The human body is a machine that functions via an extremely well organised system. In a previous article, we mentioned the role of the sural triceps, which allow the blood to flow back up through the venous return to the exhalation. This article discusses the crucial relationship between blood circulation in the human body and oxygen.
The respiratory system
Oxygen is composed mainly of nitrogen (78%) and dioxygen (21%). There is also a very small percentage of carbon dioxide. The role of the respiratory system is to eliminate the carbon dioxide contained in the blood. Dioxygen plays a major role by integrating the blood and will be redistributed to the cells for their proper functioning.
Breathing works in two stages. Inspiration, in order to fill our lungs with oxygen-rich air (dioxygen, or 0²), and expiration, to reject the accumulated carbon dioxide (carbon dioxide, or CO²).
Inspiration will therefore bring new oxygen into the lungs and this oxygen will enter the bloodstream to be distributed to the cells. The more intense the effort is, the more oxygen the body will need.
Exhalation is the ejection of the consumed air. Contrary to the inspired air there is an ejection of 4% in carbon dioxide against 0.03% during the inspiration. If the carbon dioxide is at a higher rate, it is partly due to the toxins created by the movements and energy expended by the cells. In fact, during the catabolic phase we create lactic acid and part of it must be eliminated. The venous return will collect these toxins and send them back to the lungs to be expelled during the exhalation.
Dioxygen, which is therefore integrated into the blood, facilitates the use of carbohydrates and fats by the muscles: it is an energy catalyst. The digested calories (carbohydrates, proteins and fats) and with the help of oxygen which make our cells work, will allow the creation of energy. This energy is then used during a physical effort.
This combustion of reserves by oxygen creates water and carbon dioxide. Our cells must then get rid of these toxins that asphyxiate them and replenish oxygen. This is where the venous return comes into play, allowing us to eject these waste products when we exhale.
During an effort, the need for oxygen increases and the heart beats faster to meet this greater demand.
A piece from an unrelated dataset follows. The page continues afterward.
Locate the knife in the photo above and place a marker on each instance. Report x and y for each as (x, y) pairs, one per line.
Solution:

The more oxygen the muscles receive, the better their potential can be exploited. When you are out of breath, it is a lack of oxygen due to a lack of air. It is caused by a blocked/limited airway or because your heart cannot contract faster because your heart rate is too high.
GMOVE-SUIT active compression
Active compression therapy aims to influence the efficiency of venous return. We have seen the sural triceps are the main actors in returning blood depleted in oxygen and containing some lactic acid to the lungs. (link article)
Following the arrival in the lungs, the blood poor in oxygen gets its lactate waste expulsed during the expiration. In a second step, thanks to the inspiration following the expiration, the blood is resupplied with dioxygen. The blood full of dioxygen will be redistributed to the cells and so on.
GMOVE-SUIT uses the compression of the air chambers in the sleeves to accompany the venous return to a better efficiency. Indeed, the venous return can be dysfunctional following certain pathologies altering the venous ways and preventing the waste from being evacuated. The non-evacuation can cause edema, block the channels and reduce muscle recovery effectiveness.